First off, an obligatory dig at accounting standards: the idea that an
overcollateralised loan is a sale is so harebrained it beggars belief. But this is not all that was going on. The hint is again provided by FT Alphaville in
What's in Repo 105Lehman's own accounting policy required assets used for Repo 105 "be readily obtainable" -- i.e. liquid -- according to the report. Lehman's lawyers also recommended they be liquid so that "the Buyer could easily dispose of the Purchased Securities and acquire equivalent securities if it wished."

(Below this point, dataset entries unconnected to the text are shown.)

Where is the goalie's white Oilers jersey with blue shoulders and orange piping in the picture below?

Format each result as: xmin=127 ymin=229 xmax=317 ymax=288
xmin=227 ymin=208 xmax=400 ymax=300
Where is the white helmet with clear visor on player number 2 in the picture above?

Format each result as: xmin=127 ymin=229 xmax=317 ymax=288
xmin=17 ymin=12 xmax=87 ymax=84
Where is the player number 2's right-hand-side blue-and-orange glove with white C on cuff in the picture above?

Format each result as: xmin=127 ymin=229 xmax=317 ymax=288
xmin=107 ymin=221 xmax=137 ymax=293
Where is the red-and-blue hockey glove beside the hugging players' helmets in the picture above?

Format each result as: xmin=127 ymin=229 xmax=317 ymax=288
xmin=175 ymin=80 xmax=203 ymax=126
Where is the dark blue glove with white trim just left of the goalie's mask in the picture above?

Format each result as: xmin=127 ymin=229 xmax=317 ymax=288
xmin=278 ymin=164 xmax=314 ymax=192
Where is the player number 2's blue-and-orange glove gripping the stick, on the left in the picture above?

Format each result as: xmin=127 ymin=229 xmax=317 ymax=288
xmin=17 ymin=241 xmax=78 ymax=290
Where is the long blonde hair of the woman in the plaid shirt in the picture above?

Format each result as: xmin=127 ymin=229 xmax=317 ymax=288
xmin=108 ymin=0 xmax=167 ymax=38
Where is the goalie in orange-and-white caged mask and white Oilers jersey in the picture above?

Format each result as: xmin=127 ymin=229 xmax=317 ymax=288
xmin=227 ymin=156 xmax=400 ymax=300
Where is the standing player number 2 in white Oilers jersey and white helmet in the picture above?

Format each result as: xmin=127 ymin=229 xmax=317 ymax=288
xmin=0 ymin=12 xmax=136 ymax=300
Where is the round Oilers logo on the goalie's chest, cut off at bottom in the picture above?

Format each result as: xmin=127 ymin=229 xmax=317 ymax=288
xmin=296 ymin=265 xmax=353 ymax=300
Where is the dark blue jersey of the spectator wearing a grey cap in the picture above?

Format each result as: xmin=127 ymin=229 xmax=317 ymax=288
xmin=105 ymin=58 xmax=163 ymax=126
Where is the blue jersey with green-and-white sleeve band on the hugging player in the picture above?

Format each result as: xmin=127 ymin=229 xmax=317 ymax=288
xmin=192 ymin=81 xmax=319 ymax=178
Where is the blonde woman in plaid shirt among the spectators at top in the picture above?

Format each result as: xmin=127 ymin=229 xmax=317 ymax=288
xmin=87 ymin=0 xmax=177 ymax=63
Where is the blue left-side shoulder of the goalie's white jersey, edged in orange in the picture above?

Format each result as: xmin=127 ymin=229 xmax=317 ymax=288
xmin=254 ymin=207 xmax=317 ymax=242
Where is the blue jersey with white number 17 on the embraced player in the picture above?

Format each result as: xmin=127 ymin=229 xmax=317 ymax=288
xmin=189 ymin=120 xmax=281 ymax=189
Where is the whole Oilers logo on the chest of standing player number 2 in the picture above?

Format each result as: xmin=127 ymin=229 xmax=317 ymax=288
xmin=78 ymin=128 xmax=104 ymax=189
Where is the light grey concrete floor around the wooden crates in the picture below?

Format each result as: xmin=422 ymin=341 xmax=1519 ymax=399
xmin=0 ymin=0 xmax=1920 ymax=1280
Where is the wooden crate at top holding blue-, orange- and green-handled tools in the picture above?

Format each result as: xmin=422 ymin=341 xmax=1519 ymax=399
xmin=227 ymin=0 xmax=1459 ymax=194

I suspect in order to make the "loss of control" accounting argument legally watertight, Lehman Brothers must have written a clause into their repo contracts whereby the counterparty had the right to dispose of the collateral at will, and was under the obligation to return not the same security that Lehman posted as collateral but
an equivalent security. The only way to make this clause meaningful is for the collateral to be highly liquid, hence Lehman's internal legal recommendation to only use Repo 105 for prime collateral. And so, clearly, Repo 105 was not about hiding losses but about hiding leverage. Now, why did this go undiscovered until Lehman Brothers went bankrupt? And, as Tyler Durden put it, who were the counterparties to this? Well, as it turned out, this was a fraud hidden in plain sight and Lehman Brothers likely had no trouble finding willing counterparties. Think about it: you're a bank and none other than Lehman Brothers approaches you and offers you a 5% overcollateralised Repo for investment-grade assets. The credit risk of the transaction is negligible, not only because the counterparty is the highly-rated Lehman Brothers but also because the loan is overcollateralised with very liquid collateral. Who would say no? The deal is too good to be true. And, of course, when something is too good to be true, it usually is.